Boston MedFlight is a non-profit organization that transports emergency patients regardless of their ability to pay and is financially supported by a consortium of six Boston hospitals, including: Beth Israel Deaconess Medical Center, Boston Medical Center, Brigham and Women's Hospital, Children's Hospital, Massachusetts General Hospital and Tufts Medical Center. The company has played an integral role in the emergency medical system serving the hospitals of New England for more than 25 years. Boston MedFlight operates three ground critical care vehicles, three helicopters and one fixed- wing jet aircraft, which are strategically positioned throughout Massachusetts to transport patients to specialized care centers. All vehicles are equipped with the same sophisticated medical equipment used in a hospital intensive care unit. ‘Boston MedFlight transported 3,000 patients last year, the majority by helicopter, but the number of patients being transported by ground vehicle is increasing,’ says Bill Cyr, operations supervisor and critical care transport nurse at Boston MedFlight. ‘All providers are looking for ways to reduce costs without affecting quality of care. So if it is not time-sensitive, if weather conditions prevent travel by helicopter or if a patient simply needs to be transferred from one intensive care unit to another, they go by our ground critical care vehicle.’

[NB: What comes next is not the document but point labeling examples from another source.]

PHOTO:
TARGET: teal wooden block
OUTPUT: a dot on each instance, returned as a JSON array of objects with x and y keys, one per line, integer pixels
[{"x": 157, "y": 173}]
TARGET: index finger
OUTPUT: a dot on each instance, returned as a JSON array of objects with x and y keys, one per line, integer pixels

Boston MedFlight integrated its TomTom fleet management system with its Fleet Eyes dispatch software, which is also linked to the applications that track the company's helicopters and jet - providing a consolidated view of all MedFlight vehicles on a single digital map.
‘The easy and accurate directions provided by our TomTom system has resulted in significant time savings for our ground transportation,’ says Cyr. ‘Previously, our drivers had to either print directions online or look up the route in the map book. Now they just plug the destination into the TomTom navigation device, or simply accept the job sent to the device by our Fleet Eyes software. We're now saving 5-10 minutes at the start of every trip, which can be critical.’ With an average trip time of approximately 30 minutes, this represents a savings of up to 30 percent or more.
Boston MedFlight also relies on TomTom's live traffic updates to avoid delays and plot the quickest route possible. ‘This is a big benefit because we don't usually use lights and siren to 'part the sea' of traffic ahead of us,’ says Cyr. Studies have shown that the use of lights and sirens typically results in time savings of less than a minute but it also increases the chances an ambulance could be involved in a crash. ‘To improve the safety for our crews, our patients and other cars on the road with us, we only use red light and sirens if the patient has a time-sensitive need. TomTom helps makes sure we're safe and quick.’